Там оперативник договорился, чтобы ему открыли кабинет старшей медсестры, привел туда ничего не подозревающего Маратика и положил перед ним на стол записку любовника:
— Так, ты почерк своего дружка знаешь. Он уже все рассказал. Читай и говори правду. Это на суде зачтется.
Марат осторожно пододвинул к себе злополучный листок, несколько раз пробежал его глазами, потом уронил голову на здоровую руку, лежащую на столе и его плечи судорожно затряслись от безутешных рыданий.
— Я не хотел ее убивать, не хоте-ел!.. Это все он… Он не должен был в меня стрелять… Ни в кого не должен!.. Но я же любил его!.. Вы ничего не понимаете… Люби-и-ил!.. — Заливаясь слезами в отчаянии кричал Марат в то время как Касьяненко, брезгливо отстранившись от предателя, накручивал телефонный диск, чтобы вызвать дежурную машину…
Глава 4. Дед Пихто
Подвальное кафе «Кентавр» было заведением мрачным, под стать дождливой погоде. Пахло пережаренными котлетами и горелым мясом, из подсобки несло сортиром, хотя этот полезный кабинет использовался только персоналом, а вовсе не посетителями.

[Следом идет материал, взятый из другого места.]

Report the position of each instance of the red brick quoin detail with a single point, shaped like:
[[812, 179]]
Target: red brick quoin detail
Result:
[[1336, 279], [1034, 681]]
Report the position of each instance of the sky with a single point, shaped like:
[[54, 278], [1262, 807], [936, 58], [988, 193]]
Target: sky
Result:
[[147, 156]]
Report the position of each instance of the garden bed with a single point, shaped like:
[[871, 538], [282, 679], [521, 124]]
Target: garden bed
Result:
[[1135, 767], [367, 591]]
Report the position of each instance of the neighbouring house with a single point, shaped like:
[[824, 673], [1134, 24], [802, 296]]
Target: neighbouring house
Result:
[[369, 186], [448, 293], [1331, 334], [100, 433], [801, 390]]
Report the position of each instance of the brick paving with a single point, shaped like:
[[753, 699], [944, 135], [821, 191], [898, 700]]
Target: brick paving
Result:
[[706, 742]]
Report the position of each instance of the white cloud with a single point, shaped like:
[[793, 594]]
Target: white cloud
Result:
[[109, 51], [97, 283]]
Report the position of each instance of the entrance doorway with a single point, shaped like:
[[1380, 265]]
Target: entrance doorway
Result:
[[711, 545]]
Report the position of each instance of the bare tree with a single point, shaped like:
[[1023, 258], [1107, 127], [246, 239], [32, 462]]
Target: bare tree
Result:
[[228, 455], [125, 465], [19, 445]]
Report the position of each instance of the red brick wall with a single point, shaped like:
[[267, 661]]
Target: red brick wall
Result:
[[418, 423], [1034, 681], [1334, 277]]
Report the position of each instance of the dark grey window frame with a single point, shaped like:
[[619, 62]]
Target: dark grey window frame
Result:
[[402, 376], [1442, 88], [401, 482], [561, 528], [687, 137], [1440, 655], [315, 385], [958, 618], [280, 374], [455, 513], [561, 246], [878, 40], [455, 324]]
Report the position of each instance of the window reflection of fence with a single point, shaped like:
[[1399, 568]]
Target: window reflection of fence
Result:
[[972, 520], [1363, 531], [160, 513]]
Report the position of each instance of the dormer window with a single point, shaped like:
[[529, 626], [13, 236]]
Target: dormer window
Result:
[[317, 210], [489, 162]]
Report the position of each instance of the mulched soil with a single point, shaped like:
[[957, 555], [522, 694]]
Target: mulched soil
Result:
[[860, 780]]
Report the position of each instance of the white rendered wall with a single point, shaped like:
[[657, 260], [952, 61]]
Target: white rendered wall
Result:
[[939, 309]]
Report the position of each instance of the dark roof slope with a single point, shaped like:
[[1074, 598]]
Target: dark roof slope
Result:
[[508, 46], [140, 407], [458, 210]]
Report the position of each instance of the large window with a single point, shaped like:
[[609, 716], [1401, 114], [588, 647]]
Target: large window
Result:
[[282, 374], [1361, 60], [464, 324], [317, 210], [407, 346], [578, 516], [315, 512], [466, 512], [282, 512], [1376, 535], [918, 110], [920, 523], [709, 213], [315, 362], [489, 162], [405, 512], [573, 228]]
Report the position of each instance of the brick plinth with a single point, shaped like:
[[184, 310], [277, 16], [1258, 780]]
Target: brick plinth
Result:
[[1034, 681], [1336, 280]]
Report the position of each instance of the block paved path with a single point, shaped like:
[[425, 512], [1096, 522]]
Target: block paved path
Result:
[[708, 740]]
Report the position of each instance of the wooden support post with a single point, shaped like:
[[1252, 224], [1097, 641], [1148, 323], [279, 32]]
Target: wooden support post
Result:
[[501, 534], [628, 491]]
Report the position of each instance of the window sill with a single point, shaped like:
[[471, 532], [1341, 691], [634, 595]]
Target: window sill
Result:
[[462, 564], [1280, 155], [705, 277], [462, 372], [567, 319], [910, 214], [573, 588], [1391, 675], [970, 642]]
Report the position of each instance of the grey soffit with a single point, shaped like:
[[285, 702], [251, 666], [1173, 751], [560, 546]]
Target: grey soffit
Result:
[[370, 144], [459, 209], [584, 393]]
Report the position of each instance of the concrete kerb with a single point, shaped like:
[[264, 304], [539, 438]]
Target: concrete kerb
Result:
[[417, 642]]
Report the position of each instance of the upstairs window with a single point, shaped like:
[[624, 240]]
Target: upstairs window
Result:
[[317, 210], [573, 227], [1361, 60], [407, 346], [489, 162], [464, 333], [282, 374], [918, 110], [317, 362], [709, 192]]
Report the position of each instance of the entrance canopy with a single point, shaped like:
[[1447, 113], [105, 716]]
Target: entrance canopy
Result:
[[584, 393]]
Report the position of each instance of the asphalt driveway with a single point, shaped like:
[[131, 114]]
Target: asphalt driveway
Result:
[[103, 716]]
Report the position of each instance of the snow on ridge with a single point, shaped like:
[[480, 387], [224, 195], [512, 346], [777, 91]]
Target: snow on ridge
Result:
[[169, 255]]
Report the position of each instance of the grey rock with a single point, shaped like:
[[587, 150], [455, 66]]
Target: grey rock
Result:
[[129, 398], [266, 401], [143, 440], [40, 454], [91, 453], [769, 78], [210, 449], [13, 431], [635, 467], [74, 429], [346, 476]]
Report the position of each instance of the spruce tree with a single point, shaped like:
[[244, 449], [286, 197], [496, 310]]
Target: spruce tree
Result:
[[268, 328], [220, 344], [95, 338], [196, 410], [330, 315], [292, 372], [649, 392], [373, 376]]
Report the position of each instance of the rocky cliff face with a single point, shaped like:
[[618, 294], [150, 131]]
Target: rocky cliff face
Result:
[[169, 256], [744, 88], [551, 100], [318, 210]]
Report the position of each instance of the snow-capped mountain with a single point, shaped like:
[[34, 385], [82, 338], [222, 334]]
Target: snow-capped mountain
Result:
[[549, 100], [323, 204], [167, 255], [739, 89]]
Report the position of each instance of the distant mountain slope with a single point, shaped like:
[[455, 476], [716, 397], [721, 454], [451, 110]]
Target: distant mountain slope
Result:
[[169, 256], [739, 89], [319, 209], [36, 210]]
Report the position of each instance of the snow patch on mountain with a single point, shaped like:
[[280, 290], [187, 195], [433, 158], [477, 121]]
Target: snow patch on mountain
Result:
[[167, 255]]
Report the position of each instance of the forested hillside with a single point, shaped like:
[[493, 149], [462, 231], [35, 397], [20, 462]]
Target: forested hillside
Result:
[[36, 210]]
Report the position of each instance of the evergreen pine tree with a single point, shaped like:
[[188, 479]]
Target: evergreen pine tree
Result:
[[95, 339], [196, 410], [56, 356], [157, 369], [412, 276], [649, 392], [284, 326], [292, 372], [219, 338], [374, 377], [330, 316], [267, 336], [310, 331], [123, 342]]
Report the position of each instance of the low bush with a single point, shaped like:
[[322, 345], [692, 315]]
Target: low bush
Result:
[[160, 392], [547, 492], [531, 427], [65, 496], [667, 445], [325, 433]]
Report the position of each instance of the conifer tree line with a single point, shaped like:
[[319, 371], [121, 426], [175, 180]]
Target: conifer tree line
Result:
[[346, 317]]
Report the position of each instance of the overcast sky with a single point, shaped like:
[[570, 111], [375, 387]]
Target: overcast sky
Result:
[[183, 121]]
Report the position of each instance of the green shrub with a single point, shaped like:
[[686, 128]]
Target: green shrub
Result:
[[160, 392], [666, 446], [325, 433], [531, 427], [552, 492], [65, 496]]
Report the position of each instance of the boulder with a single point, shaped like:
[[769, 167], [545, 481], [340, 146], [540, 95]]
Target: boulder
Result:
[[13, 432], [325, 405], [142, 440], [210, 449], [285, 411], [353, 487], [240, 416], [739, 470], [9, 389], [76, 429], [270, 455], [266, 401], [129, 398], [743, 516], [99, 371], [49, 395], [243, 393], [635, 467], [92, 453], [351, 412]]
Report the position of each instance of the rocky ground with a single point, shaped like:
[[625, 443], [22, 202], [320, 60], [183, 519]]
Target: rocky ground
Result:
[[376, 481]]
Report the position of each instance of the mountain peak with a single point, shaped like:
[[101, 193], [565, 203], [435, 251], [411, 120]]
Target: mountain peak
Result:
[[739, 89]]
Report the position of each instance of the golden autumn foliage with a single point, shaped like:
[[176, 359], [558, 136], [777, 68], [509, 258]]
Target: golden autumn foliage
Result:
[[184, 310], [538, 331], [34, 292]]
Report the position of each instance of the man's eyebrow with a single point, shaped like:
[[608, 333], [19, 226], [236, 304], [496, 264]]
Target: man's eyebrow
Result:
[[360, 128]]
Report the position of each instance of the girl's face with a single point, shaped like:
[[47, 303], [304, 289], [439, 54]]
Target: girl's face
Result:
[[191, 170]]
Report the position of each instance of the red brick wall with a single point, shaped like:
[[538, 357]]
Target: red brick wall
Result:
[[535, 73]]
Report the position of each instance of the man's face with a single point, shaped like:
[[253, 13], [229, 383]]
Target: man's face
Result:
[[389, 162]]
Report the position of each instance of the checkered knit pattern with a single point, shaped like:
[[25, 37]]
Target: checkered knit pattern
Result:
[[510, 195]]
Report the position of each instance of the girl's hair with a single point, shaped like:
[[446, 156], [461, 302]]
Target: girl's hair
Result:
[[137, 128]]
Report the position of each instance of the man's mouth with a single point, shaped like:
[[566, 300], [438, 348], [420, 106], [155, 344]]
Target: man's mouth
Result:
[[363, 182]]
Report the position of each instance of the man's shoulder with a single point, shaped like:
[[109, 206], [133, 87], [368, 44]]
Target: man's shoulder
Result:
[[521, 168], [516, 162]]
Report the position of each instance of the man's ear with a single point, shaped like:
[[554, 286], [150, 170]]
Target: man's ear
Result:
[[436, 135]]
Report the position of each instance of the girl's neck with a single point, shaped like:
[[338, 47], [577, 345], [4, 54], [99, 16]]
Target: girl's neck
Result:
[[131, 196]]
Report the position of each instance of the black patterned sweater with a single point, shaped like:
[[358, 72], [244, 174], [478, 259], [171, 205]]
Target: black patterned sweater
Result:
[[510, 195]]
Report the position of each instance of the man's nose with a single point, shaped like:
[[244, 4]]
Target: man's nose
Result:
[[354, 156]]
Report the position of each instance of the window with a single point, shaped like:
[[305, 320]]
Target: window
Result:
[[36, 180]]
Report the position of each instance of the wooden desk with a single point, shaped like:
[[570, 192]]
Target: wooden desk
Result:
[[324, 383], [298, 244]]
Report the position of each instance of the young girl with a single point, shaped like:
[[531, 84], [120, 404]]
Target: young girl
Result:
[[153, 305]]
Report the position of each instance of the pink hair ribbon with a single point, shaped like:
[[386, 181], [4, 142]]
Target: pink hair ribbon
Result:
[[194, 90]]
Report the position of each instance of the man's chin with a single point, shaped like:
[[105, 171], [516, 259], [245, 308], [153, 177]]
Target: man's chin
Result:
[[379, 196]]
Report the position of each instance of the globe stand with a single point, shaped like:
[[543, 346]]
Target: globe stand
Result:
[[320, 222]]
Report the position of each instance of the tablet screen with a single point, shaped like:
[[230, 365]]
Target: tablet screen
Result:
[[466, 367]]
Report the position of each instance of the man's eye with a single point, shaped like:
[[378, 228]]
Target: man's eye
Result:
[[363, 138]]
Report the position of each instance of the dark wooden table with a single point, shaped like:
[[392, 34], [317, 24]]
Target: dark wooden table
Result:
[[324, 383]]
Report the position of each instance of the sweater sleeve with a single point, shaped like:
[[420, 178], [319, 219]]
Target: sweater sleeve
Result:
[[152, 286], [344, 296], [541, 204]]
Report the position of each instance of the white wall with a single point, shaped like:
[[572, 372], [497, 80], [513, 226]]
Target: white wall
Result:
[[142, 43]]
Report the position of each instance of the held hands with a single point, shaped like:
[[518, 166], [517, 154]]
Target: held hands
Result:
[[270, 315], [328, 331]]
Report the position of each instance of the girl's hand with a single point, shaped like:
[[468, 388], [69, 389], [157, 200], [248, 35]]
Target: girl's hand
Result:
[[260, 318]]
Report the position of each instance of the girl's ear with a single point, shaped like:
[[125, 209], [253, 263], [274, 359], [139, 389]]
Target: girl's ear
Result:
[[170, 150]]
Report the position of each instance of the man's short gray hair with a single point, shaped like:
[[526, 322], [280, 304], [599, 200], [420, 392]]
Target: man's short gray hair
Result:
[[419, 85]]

Что касается последних, то в этот час, в темном зале сидели только двое. На столе перед ними стояла наполовину опустошенная бутылка водки и тарелка с «греческим» салатом. Судя по всему, это блюдо, в отличие от водки, гостям не понравилось
— Одно не пойму, Том. Овощи одни и те же. Рецепт один и тот же. А вкус — совсем разный. В Боснии мы жрали помидоры и перцы без всякого салата и было вкуснее. А сейчас, блин, какой-то картон с уксусом.
— На Балканах они были прямо с грядки, — неторопливо ответил собеседник. — Выращивали их без химикатов: все нитраты уходили на мины. И ты еще одно отметь, мы были моложе. И наша требуха еще не была испорчена водкой. Все-таки, там мы пили гораздо меньше, чем здесь.
— Спорить не буду, — согласился Тим, в другое время всегда готовый поспорить. Будто бы желая проиллюстрировать сказанное, он налил рюмку другу и тебе. — Будем чокаться?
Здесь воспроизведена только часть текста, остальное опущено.